Bernard Rio, décidément inépuisable, gratifie les amoureux de la Bretagne d’un ouvrage de référence (un pavé de 600 pages) qui fait office d’encyclopédie et de dictionnaire : 1 200 lieux de légende en Bretagne.
Un répertoire de tous les lieux légendaires, insolites ou mystérieux de Bretagne
Il a répertorié, de manière presque exhaustive, tous les lieux légendaires, insolites ou mystérieux des cinq départements bretons. Le solide appareil critique qui référencie les meilleurs auteurs – Cadic, Guiyonvarc’h, Le Braz, Dom Lobineau, Sébillot, Luzel… – est là pour attester du sérieux de son travail.

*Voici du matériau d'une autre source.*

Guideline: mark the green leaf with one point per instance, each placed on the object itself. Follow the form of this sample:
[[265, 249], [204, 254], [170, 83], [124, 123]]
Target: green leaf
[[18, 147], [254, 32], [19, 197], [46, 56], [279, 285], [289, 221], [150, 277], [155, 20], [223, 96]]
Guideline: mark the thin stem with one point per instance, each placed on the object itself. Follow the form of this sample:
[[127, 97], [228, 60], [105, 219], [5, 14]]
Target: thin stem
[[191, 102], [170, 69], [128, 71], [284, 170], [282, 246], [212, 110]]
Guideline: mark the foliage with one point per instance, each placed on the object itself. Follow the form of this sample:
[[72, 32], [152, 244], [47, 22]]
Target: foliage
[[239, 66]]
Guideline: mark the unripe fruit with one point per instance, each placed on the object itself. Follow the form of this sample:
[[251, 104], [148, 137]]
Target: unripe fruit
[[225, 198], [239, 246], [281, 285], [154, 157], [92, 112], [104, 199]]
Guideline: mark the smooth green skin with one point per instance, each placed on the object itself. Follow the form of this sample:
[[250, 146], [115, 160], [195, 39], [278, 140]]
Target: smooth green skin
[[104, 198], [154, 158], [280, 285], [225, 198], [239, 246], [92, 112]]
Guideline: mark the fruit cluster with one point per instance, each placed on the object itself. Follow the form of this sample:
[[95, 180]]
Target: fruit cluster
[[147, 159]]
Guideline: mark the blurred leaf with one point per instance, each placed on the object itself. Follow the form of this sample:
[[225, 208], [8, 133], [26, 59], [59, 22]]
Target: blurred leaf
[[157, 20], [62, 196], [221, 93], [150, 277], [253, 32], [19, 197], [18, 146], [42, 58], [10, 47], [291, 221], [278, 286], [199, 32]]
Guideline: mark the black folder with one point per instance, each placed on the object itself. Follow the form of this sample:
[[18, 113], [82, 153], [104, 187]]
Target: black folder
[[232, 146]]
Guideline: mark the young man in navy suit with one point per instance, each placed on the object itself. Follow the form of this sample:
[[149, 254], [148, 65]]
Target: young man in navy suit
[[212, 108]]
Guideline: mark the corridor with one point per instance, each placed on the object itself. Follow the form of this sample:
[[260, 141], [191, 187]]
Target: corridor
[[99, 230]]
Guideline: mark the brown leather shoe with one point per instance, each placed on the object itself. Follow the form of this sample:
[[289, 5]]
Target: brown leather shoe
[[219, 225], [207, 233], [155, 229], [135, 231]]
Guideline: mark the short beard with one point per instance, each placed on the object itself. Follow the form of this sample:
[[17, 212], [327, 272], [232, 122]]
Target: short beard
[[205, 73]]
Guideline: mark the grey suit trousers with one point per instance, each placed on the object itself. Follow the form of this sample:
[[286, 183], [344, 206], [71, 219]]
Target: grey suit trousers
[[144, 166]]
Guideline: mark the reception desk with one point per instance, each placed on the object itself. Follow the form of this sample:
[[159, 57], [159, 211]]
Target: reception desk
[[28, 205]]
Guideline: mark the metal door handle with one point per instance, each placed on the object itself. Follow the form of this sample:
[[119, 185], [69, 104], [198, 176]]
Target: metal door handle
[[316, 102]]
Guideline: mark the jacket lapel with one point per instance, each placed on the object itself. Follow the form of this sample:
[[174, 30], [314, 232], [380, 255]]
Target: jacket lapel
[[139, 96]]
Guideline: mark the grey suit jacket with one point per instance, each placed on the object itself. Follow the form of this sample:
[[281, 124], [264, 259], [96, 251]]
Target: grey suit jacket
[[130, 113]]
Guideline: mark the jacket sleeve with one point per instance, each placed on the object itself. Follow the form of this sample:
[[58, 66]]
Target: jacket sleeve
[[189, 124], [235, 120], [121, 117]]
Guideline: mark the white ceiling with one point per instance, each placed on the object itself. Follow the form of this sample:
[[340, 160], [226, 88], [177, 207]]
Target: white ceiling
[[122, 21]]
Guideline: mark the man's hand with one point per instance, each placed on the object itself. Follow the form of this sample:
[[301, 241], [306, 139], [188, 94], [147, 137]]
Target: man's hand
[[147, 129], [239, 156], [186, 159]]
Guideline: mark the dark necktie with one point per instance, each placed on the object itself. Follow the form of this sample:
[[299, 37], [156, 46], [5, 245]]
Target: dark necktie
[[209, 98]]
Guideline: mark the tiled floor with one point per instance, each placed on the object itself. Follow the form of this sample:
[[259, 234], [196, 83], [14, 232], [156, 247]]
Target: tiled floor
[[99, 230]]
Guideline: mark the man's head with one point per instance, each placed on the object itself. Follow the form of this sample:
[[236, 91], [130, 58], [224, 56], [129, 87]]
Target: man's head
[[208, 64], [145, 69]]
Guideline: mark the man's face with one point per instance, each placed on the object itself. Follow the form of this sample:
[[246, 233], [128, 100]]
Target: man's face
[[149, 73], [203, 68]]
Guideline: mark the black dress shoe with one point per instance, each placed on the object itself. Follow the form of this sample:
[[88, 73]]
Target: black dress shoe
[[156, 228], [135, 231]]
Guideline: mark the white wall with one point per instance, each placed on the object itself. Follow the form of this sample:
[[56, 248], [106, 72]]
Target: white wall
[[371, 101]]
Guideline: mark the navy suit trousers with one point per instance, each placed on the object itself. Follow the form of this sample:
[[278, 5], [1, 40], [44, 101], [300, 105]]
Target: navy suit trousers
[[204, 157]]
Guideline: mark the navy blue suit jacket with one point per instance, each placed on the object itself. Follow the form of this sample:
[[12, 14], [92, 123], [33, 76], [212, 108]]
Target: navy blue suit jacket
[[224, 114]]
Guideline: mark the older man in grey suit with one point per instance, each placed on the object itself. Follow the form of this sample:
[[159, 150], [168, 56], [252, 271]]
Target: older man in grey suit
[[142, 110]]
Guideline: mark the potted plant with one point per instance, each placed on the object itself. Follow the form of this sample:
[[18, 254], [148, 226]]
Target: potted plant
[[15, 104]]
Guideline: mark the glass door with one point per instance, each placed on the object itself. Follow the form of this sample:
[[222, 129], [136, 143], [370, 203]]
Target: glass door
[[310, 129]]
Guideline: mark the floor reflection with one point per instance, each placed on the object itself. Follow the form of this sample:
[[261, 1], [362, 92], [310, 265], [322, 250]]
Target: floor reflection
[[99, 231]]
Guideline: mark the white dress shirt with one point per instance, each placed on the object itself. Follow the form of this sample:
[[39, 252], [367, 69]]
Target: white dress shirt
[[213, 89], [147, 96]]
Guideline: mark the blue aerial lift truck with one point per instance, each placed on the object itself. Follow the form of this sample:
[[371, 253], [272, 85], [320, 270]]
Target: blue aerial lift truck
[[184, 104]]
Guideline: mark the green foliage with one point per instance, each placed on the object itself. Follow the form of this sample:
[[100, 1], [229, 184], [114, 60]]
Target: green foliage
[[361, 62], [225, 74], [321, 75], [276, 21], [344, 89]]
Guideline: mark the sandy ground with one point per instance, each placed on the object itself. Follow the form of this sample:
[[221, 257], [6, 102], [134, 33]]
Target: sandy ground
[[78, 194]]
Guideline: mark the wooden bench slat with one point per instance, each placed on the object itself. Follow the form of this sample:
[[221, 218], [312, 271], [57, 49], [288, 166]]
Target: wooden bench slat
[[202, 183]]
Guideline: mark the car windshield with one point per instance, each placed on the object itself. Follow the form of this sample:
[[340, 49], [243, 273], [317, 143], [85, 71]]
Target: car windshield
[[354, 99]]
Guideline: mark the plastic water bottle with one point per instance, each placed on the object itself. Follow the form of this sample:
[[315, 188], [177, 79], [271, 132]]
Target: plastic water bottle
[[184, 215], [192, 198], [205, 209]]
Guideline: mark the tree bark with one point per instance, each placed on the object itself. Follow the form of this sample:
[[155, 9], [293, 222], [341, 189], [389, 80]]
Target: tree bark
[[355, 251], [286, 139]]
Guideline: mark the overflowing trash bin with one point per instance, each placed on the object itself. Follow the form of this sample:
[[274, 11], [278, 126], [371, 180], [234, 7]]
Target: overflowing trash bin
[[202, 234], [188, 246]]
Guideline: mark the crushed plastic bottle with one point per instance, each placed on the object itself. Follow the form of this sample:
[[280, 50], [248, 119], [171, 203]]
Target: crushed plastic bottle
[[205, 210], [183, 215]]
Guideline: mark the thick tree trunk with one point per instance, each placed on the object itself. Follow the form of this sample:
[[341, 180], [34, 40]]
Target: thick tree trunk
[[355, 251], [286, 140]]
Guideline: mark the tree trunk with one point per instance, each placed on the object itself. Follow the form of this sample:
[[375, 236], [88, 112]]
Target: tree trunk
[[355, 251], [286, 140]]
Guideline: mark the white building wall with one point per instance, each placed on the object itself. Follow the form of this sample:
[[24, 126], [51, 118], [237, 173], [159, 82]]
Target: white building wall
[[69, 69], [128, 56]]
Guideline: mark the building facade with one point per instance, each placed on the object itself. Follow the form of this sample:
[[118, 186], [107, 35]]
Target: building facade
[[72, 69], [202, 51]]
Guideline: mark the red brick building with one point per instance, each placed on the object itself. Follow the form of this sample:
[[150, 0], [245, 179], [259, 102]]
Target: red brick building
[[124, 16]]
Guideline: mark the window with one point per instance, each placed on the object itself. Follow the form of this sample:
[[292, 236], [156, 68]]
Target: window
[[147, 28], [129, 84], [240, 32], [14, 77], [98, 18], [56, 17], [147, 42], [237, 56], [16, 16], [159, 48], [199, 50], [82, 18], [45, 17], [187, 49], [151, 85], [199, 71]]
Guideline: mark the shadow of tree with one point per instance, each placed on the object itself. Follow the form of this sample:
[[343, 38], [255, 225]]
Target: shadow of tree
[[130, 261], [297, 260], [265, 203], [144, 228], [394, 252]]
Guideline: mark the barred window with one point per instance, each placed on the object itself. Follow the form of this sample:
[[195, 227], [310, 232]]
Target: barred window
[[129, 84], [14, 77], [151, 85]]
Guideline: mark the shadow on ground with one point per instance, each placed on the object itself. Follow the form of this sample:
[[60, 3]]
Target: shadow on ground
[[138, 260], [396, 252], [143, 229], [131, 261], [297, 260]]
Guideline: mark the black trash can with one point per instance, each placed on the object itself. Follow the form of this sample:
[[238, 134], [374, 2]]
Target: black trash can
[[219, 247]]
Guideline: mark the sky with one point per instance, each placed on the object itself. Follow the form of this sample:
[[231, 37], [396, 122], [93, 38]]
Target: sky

Il a fait appel à Anne Courtine, une artiste qui travaille au pastel sec (un medium ô combien délicat) pour illustrer son propos. Ce qui donne une suite d’illustrations « plein pot » à la fois fortes et raffinées.
Tout est à dévorer. Rio pratique la mémoire longue, qui puise aux racines néolithiques et celtiques pour remonter jusqu’à nous et nous parler.

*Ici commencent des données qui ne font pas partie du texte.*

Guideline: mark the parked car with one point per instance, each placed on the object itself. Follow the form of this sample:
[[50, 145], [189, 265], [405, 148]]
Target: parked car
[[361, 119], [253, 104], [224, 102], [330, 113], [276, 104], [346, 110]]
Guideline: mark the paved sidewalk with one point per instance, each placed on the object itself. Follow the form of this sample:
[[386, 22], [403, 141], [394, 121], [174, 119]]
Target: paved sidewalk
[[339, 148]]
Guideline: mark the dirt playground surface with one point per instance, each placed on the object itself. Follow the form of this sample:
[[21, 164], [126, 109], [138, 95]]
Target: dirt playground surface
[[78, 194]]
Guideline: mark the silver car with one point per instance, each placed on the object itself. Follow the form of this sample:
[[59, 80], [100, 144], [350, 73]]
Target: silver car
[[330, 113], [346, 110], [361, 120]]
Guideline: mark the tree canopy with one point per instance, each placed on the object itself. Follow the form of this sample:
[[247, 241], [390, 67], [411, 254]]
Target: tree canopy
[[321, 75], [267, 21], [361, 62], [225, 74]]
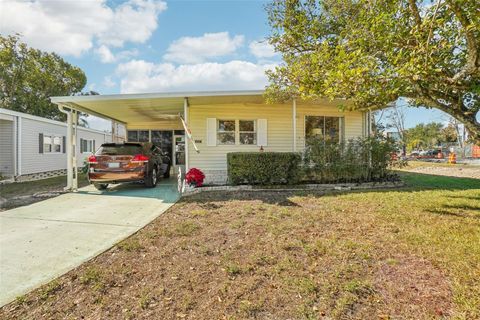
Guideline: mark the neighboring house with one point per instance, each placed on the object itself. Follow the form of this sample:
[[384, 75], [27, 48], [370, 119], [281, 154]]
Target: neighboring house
[[221, 122], [395, 135], [33, 147]]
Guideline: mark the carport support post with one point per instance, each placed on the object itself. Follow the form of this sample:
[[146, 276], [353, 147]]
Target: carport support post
[[72, 182], [185, 117], [69, 151], [74, 150]]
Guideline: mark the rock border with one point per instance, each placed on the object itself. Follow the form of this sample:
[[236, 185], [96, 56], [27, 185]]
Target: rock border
[[300, 187]]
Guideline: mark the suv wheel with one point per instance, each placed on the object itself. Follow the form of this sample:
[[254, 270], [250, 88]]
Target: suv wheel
[[100, 186], [151, 180]]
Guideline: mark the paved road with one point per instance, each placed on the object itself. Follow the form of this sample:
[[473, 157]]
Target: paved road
[[46, 239]]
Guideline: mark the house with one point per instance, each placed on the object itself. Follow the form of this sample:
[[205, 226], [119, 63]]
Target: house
[[34, 147], [220, 122]]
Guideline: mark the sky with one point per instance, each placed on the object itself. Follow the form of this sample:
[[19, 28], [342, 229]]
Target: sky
[[139, 46]]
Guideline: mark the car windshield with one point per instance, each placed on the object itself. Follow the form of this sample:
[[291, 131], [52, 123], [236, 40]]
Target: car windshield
[[113, 150]]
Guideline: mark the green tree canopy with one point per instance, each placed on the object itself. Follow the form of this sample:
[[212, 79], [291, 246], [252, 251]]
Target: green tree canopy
[[29, 77], [375, 51]]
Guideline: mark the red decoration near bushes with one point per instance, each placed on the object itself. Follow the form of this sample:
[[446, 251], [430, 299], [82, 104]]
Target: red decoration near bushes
[[195, 177]]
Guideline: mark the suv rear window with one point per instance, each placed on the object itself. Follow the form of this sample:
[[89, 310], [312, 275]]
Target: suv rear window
[[120, 149]]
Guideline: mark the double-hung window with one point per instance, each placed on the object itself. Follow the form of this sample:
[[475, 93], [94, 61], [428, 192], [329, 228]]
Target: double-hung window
[[328, 129], [247, 132], [230, 132], [52, 144], [138, 136]]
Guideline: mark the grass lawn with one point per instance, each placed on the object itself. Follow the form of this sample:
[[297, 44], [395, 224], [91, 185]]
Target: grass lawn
[[411, 253]]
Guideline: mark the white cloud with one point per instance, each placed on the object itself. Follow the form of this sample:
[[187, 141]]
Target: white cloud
[[142, 76], [201, 49], [108, 82], [262, 49], [107, 56], [73, 27]]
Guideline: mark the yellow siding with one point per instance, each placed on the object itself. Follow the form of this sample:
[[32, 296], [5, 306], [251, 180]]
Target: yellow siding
[[279, 132], [353, 121]]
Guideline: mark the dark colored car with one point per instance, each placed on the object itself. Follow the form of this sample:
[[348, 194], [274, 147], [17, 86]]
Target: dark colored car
[[127, 162]]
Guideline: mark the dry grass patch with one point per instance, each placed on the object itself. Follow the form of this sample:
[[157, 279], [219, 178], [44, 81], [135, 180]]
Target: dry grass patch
[[410, 253]]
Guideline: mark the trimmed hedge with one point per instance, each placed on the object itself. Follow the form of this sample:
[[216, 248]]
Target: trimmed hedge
[[264, 168]]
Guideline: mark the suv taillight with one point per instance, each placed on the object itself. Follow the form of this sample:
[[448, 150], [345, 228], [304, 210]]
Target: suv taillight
[[140, 158], [92, 159]]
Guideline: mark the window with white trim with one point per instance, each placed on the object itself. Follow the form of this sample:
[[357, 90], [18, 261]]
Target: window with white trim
[[87, 146], [247, 132], [138, 136], [52, 144], [328, 129], [226, 132]]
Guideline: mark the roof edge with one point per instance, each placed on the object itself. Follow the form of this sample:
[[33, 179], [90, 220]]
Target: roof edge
[[154, 95]]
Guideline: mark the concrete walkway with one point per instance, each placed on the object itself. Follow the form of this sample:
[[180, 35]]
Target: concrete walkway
[[44, 240]]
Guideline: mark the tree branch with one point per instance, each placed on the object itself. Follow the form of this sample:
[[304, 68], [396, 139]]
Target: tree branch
[[416, 13], [472, 64]]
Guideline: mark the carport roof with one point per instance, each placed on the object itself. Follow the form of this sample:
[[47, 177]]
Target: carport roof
[[144, 107], [151, 107]]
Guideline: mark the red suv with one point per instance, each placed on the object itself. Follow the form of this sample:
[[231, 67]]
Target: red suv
[[127, 162]]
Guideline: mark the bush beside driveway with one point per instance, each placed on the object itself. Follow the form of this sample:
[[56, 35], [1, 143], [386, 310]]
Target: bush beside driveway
[[410, 253]]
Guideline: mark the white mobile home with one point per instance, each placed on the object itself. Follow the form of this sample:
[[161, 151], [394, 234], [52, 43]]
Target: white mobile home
[[34, 147]]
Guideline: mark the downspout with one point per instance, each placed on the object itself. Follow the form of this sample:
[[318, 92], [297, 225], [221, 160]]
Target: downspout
[[69, 147], [185, 117], [15, 146], [294, 124], [19, 137]]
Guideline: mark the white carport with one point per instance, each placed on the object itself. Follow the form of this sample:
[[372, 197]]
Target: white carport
[[140, 111]]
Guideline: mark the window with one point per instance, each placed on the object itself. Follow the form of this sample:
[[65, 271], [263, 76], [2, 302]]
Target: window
[[138, 136], [328, 129], [247, 132], [57, 144], [226, 132], [87, 146], [52, 144], [47, 144]]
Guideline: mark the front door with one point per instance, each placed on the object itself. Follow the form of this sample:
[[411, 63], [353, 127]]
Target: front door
[[179, 148], [163, 140]]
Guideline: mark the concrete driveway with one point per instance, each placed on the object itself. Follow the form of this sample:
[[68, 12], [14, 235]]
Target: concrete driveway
[[44, 240]]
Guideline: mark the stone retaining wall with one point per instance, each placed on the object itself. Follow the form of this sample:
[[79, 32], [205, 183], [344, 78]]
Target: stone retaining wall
[[300, 187], [41, 175]]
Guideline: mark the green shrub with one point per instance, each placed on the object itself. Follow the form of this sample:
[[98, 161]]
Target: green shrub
[[264, 168], [357, 160]]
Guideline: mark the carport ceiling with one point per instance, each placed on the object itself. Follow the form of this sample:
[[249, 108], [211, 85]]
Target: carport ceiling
[[133, 110], [136, 108], [151, 107]]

J’en prendrai ici un seul exemple, Indre sur la rive gauche de la Loire, à l’entrée de l’estuaire, à dix km. en aval de Nantes. Hermeland (645-720), venu de Noyon, a échoué là. Il y a fondé un ermitage. On lui attribue une foule de miracles et l’Église l’a canonisé.
La grotte du coucou, à Indre
A Indre encore, ou plutôt à Haute-Indre, on voit encore la grotte du coucou : « Jusqu’à la Révolution, les nouveaux mariés de l’année devaient jouer à la quintaine pour respecter un droit seigneurial. Ce jeu d’adresse consistait à abattre avec une lance un mannequin accroché à un mât. S’ils échouaient, ils étaient recouverts de glue et de plumes et devaient passer sous la roche en battant des ailes et en criant coucou. »
Toujours à Indre, le lieu-dit « Bon Ami » intrigue. Il s’agit en fait d’un paroissien catholique invétéré, raflé en 1793 et envoyé par le fond, dans la « baignoire nationale », chère à Carrier, la Loire. Son corps échoua à Indre et on l’enterra, sa tombe devint l’objet d’une dévotion populaire. L’Eglise concordataire (1801) interdit ce « culte superstitieux ». On a mis du temps à découvrir que « Bon Ami » était le surnom du curé réfractaire Joseph-Dominique de Maynac ». Un drame qui anticipe celui de Steve (2019) disparu quai Wilson à Nantes. Mais sous la Terreur, on ne risquait pas de remonter la rue Crébillon avec une pancarte : « Où est passé Joseph-Dominique ? »
Tout bien compris, le livre de Rio est formidable.
Jean HEURTIN
* Bernard RIO, 1 200 Lieux de légende en Bretagne, Coop breizh, 29,90 euros.